Bear in mind that ad fraud and click fraud are still growing threats, with at least 1 in 4 of all clicks on your paid ads estimated to be bots.


Free marketing! Well, almost. Organic marketing refers to any form of marketing that doesn’t involve paying to promote it. The best known version of this is with organic search results, where your company appears at the top of the Google SERPs (or as close as possible) without using a pay per click campaign.

But organic marketing goes beyond Google. If you’re looking to optimise your inbound marketing strategy for organic results, these are likely to be your main aims:

  • Search engine optimised blog posts
  • Content outreach (external blogging and publishing)
  • Word of mouth recommendations
  • Widely shared social media posts
  • Good reviews
  • Featured in ‘best of’ lists or other non-sponsored content

Does organic marketing really mean free? Although some results can be entirely free (meaning you didn’t pay for them), the amount of time and effort that goes into creating this organic content can add up.

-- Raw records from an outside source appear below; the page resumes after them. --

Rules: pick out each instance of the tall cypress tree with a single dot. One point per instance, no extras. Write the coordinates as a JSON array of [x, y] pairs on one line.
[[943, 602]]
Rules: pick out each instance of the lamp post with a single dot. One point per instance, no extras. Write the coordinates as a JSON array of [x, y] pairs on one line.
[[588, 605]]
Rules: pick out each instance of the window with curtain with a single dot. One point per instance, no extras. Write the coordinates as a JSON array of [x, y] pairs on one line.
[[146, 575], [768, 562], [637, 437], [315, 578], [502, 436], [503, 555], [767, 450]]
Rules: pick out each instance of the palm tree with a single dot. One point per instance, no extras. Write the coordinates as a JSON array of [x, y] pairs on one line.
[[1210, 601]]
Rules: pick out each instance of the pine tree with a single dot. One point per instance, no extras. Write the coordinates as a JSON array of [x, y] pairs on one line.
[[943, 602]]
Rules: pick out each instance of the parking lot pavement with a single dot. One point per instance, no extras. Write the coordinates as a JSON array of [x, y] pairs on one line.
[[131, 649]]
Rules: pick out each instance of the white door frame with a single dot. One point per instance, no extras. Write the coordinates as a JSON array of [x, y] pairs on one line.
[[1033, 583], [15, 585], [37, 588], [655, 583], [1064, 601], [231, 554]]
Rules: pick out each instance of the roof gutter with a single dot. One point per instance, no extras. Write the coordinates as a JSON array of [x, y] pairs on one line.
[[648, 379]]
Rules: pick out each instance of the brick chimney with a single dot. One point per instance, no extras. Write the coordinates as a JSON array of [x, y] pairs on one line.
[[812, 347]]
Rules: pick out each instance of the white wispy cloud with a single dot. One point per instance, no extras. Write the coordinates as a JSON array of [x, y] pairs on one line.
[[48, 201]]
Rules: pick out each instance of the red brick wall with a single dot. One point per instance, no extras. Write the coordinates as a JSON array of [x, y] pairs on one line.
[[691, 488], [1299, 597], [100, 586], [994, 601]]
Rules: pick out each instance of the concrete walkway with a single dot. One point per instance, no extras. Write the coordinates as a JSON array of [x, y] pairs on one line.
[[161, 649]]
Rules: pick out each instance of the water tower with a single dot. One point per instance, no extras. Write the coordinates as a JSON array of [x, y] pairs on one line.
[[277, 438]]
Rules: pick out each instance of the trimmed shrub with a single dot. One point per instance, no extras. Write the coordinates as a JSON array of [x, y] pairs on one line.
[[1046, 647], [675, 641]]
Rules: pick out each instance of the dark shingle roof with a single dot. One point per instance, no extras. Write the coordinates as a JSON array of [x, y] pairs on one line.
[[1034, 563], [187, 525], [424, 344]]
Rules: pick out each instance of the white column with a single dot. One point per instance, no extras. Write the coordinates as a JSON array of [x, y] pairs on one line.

For example, working on your SEO might involve hiring external agencies to optimise your content. Or, you might need to hire a social media specialist to create shareable content and beautify your images full time.

Be aware organic may mean, not paying for the exposure. But it probably means a lot of effort making great content and ensuring it’s optimised for organic.

Inbound marketing tools

When it comes to managing your marketing, there are tools to automate almost every aspect of the job. In fact, choosing your inbound marketing tools can be a tricky subject. We took a look at some of the best marketers tools available in a previous post. But, for simplicity, these are some of the tools that marketers will want to use to manage their content.

  • Social media management: Hootsuite, Tweetdeck, Twittimer
  • Landing pages/emails/leads: Hubspot, MailChimp, SalesForce, Zoho
  • SEO: SEMrush, Ahrefs, Moz, Ubersuggest
  • Chatbots: 
  • Video: YouTube, Vimeo, Instagram & Facebook Stories, Linkedin

This really is just the tip of the iceberg when it comes to inbound marketing tools, with new developments changing the landscape constantly. In fact, AI is increasingly having an impact on the results of marketing, especially when it comes to analysing results or targeting specific demographics.

So, does this mean outbound marketing is dead?

Although inbound marketing has become a huge industry, and one that is most definitely an effective option in our digital era, the death of outbound is greatly exaggerated. Inbound and outbound still work hand in hand, with sales teams using the data and details generated by marketing to close more deals and make more business.

If anything, modern inbound marketing methods have given outbound marketing more tools in the armoury. With all that data and insight, outbound marketers, i.e; traditional salespeople, have more prospects, more information about what customers are interested in and more chances to win new business.

A powerful sales strategy in the modern era uses both inbound marketing for research and outbound tactics. If you’re just using traditional marketing techniques, maybe it’s time to get to know more about the potential of inbound marketing techniques.